C'est ainsi que l'assemblée fut close, les bagages de chacun préparés. Une petite équipe descendit aux cachots pour voir Smälga, et les trois autres voyageurs retournèrent à leurs appartements pour discuter.
— C'est n'importe quoi, grommelait Tarann. Comment pouvez-vous placer votre confiance en cette sorcière ? Elle va nous trahir, c'est certain ! Elle va nous empoisonner, et sur notre lit de mort je vous soufflerai, la gorge serrée : "Je vous l'avais dit, je vous l'avais dit !" et alors vous me regarderez, les yeux vides, et vous direz dans un dernier râle : "Pardon Tarann, tu étais la voyante de notre équipe, nous aurions dû t'écouter..." ou alors, nous courrons pour lui échapper, et, essoufflée, je vous lancerai : "La prochaine fois, pensez à m'écouter !" et vous répondrez, désarçonnés...
— Stop ! s'écria Akileha, riant. Ça suffit, Tarann ! C'est décidé maintenant, et tu auras beau te faire tous les scénarios du monde rien ne changera. Les dés sont jetés, il n'y a plus de retour en arrière possible.
— Ça va le faire, la rassura Erewen. On va le faire, on va trouver les dragons, on va les ramener, on va gagner la guerre.

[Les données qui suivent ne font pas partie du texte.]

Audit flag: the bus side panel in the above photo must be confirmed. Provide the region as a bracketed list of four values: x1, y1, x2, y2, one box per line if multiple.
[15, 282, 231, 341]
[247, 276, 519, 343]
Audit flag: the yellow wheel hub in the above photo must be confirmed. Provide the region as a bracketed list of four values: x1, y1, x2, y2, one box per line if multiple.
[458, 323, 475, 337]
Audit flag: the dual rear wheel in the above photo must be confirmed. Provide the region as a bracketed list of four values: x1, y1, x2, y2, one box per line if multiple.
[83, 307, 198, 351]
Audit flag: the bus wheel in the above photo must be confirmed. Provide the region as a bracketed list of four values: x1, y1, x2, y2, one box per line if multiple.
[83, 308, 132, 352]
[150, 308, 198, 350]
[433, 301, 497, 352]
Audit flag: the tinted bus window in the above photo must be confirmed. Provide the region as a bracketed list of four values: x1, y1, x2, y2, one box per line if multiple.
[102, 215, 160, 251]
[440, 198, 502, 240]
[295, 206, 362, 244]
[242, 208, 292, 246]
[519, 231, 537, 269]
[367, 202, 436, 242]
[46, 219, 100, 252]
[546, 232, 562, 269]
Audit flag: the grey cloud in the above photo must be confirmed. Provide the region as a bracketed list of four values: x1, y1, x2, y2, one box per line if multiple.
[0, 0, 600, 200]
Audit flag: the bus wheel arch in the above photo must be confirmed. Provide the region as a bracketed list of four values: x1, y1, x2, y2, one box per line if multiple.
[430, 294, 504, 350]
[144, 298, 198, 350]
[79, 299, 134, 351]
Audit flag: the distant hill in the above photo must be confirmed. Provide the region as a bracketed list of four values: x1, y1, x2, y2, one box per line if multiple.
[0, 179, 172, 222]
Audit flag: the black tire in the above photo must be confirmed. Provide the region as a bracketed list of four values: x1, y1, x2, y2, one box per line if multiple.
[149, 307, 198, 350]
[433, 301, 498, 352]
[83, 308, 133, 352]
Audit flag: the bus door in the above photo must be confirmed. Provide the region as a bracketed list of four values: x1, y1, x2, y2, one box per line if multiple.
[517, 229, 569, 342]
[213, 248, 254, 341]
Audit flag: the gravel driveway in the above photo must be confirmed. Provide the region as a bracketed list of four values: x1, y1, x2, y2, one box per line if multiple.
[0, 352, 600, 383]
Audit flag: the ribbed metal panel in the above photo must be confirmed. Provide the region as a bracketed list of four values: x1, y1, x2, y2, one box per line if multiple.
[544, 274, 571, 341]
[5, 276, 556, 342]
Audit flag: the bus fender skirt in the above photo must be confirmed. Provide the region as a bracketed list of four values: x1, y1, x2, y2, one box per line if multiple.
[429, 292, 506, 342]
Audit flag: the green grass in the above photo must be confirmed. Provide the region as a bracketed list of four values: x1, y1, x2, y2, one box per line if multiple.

On va gagner la guerre, répéta t-il.
✧✧✧
Smälga avait accepté d'aider les elfes, en échange de sa liberté lorsque la guerre serait terminée, gagnée par l'un ou l'autre camp. Pas avant, avaient décrété les régents, pour éviter qu'elle aide encore les orques. À présent, les trois jeunes elfes et la sorcière se trouvaient sur le départ, devant l'immense palais. Sacs au dos, tenues de voyage, cartes et autre matériel, ils faisaient leurs adieux.
— Revenez sains et saufs, murmurait Serendil en embrassant chacun de ses protégés.
— Vous allez y arriver, encourageait Arthen.
Quelques autres soldats leur souhaitait bon vent et courage, en vitesse, ne voulant pas les retarder. Les aurevoirs ne durèrent que peu de temps, et sans qu'il ne l'ait vu filer, les elfes se trouvaient déjà sur un chemin de forêt moussu. Erewen furetait partout dans l'espoir de trouver le mogna draconit, et Smälga suivait la petite compagnie d'un peu plus loin, observant la forêt comme une enfant émerveillée, mais sans le sourire et l'étincelle dans les yeux. Elle parlait peu et évitait le contact de Tarann, dont les nerfs étaient à vif de vivre si proche de "sa future meurtrière". Tous marchaient lentement, pour laisser au champignonneur le temps de contempler chaque recoin. Malgré son don, qui lui permettait de voir les champignons même à travers la pierre, car ils s'illuminaient dans différentes couleurs selon leur propriété à ses yeux, il avait de la peine. La météo, cependant, était agréable. Il faisait tiède, pas trop humide, et peu de nuages voilaient le soleil. La voûte des gigantesques arbres offrait une luminosité magique, et Akileha ne cessait de tourner la tête de ci-delà pour observer. Elle restait cependant sur le qui-vive, d'un point pour surveiller Smälga, de l'autre dans l'attente qu'Erewen découvre le champignon tant espéré. Pendant un jour, ils avancèrent donc, lentement, mais aucune trouvaille ne fut plaisante. Le soir venu, ils trouvèrent un coin où poser bagage et Tarann alluma un feu, puis partit chercher de l'eau pour cuire les champignons comestibles trouvés en route. Smälga, toujours un peu en retrait, ne mangea pas, les yeux rivés sur le feu. Les trois jeunes métamorphes discutèrent alors à voix basse comme de vieux amis, ne sachant quoi se raconter.